Le Dauphiné Libéré dans le compte rendu du forum de Libé opposant Fadela Amara et Aminata Traoré a trouvé la bonne question : « Est-ce parce qu’à trop parler, on finit par ne pas se faire entendre, est ce parce que Fadela Amara n’a rien dit ou presque des actions qu’elle compte mettre en place en matière de politique de la ville […] ? Est ce parce qu’elle a une fâcheuse tendance à brandir son propre itinéraire […] C’est sans doute un peu tout cela qui a exaspéré le public… » J’en étais, et je ne suis pas très fier, après coup, d’avoir participé au petit chahut visant la secrétaire d’état. La jeune fille qui m’a fait remarquer qu’on ne devait pas tutoyer une représentante de la république avait raison. Je me suis senti un peu minable de me mettre au niveau du « casse toi pov’ con » ou des saillies de madame Amara, elle-même. Je reconnais volontiers chez l’ancienne responsable de « Ni Pute Ni Soumise » son courage concernant le voile et son énergie pour secouer ceux qui « tiennent les murs ». Je ne pense pas qu’elle soit devenue totalement soumise, mais elle doit assumer une position quelque peu bipolaire. Sa contradictrice Aminata Traoré a mis la salle de son côté avec une rhétorique juste mais trop générale : « l’immigration choisie ne fait qu’affirmer la domination économique ». « L’Afrique reste l’arrière cour où l’on va chercher les soldats, les ressources… ». « Nous n’attendons pas d’aide de cette Europe prédatrice, mais de la vérité et du respect ». Sera-elle comprise au-delà des fauteuils d’un auditorium ?

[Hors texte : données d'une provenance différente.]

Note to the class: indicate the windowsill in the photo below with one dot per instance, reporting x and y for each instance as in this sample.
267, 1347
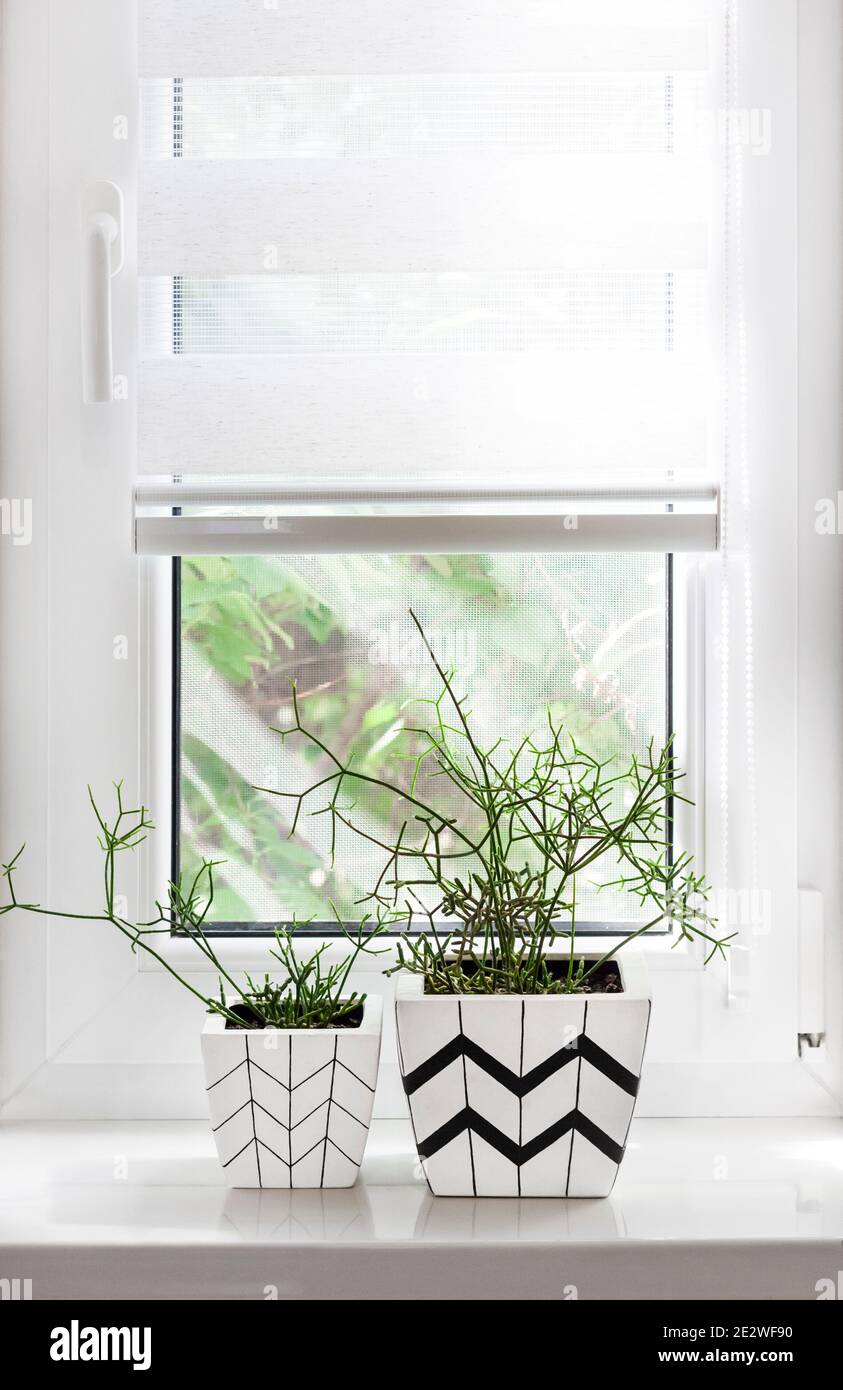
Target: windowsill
701, 1209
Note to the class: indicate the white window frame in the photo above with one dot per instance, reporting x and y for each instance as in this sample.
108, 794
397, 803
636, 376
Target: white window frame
89, 1030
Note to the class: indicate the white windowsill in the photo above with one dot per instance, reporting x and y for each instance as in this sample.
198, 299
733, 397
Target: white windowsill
701, 1209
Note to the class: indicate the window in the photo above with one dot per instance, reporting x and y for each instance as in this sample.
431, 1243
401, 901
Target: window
494, 264
586, 635
305, 389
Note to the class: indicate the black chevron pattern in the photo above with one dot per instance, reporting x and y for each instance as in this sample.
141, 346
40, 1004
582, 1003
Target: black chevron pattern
462, 1045
450, 1102
518, 1154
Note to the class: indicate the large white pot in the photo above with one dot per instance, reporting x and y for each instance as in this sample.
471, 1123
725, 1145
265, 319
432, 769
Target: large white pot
291, 1107
522, 1096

vendredi 26 septembre 2008

Quelles frontières pour l’Europe ?

Déjà que nous avons peu de prises dans nos petites entreprises, alors à l’échelle du continent où les frontières intérieures s’abolissent pendant que les frontières extérieures se surélèvent, que penser ?

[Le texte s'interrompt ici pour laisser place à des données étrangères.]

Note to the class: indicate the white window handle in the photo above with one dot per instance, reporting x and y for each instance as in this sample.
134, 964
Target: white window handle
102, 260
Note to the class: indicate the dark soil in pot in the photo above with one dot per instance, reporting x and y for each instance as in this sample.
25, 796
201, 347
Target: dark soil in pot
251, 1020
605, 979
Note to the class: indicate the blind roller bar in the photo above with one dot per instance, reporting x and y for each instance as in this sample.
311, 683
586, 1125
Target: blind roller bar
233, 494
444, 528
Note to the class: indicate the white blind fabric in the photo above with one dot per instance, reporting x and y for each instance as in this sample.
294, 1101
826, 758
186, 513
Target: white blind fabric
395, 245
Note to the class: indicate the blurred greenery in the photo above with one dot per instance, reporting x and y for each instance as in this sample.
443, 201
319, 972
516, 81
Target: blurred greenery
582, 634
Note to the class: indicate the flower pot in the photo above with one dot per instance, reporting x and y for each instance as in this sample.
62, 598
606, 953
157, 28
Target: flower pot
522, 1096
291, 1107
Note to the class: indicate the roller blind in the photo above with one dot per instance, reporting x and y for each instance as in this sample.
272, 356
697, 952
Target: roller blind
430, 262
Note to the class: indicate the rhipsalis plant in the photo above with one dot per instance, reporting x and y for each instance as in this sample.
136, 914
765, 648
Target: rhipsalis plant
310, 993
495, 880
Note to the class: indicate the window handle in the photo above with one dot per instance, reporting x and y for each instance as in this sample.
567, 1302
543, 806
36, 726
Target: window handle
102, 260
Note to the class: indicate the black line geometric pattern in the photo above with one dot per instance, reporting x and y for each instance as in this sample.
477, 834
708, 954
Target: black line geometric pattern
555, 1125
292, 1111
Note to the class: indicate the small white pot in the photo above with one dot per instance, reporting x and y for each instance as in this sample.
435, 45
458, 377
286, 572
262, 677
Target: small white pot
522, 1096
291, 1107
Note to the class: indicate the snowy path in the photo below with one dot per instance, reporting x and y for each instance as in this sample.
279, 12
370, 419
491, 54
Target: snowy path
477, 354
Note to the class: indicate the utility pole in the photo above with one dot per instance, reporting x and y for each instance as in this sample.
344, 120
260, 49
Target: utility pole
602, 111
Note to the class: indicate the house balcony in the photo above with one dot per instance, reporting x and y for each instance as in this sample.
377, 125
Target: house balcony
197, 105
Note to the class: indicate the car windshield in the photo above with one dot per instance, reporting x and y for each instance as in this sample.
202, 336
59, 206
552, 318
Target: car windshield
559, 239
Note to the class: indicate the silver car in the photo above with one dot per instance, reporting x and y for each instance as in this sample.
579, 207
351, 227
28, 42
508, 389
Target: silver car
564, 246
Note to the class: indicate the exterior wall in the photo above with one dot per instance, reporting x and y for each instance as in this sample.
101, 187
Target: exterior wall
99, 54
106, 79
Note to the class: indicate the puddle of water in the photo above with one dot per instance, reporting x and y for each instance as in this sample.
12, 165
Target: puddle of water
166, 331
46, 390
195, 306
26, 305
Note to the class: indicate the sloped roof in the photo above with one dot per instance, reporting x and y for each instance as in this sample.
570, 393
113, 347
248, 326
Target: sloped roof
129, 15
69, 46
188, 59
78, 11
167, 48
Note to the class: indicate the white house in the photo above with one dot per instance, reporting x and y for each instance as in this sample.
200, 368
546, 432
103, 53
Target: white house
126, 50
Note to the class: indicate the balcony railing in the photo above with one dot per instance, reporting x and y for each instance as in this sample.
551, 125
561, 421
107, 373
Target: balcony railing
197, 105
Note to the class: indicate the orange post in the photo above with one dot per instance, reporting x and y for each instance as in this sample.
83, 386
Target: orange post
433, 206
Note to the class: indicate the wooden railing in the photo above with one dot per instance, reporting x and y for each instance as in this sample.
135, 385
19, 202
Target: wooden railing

Lors du forum « Libé », Sylvie Goulard et sa belle énergie de militante du Mouvement européen,ainsi que Ahmet Insel avec une profondeur plus tragique, ont pu nous intéresser vivement au sujet. Même si l’Europe est victime d’un déficit émotionnel, la question turque qui a occupé tout le temps du débat, suscite des discussions ardentes. L’Europe, qu’une étudiante écrivait € en prenant ses notes, n’est pas qu’une question de géographie ; c’est aussi de la politique. Au moment où l’Ossétie déboule devant notre plateau repas, il est urgent d’approfondir nos idées. Nous tombons dans la perplexité, quand l’OTAN vient interférer, lorsque « la démocratie, ennemie de la décision » vient perturber les calendriers. Pendant ce temps, comment accompagner la Turquie dans son rôle central au Moyen-Orient ? En politique, la gesticulation procure des satisfactions immédiates mais fugaces, l’abus du mot « Union » appliqué par exemple à la Méditerranée conduit aux confusions, aux blocages. Un débat de la qualité de celui là, qui sait affronter les inquiétudes de l’heure, peut faire durer les rêves des pionniers.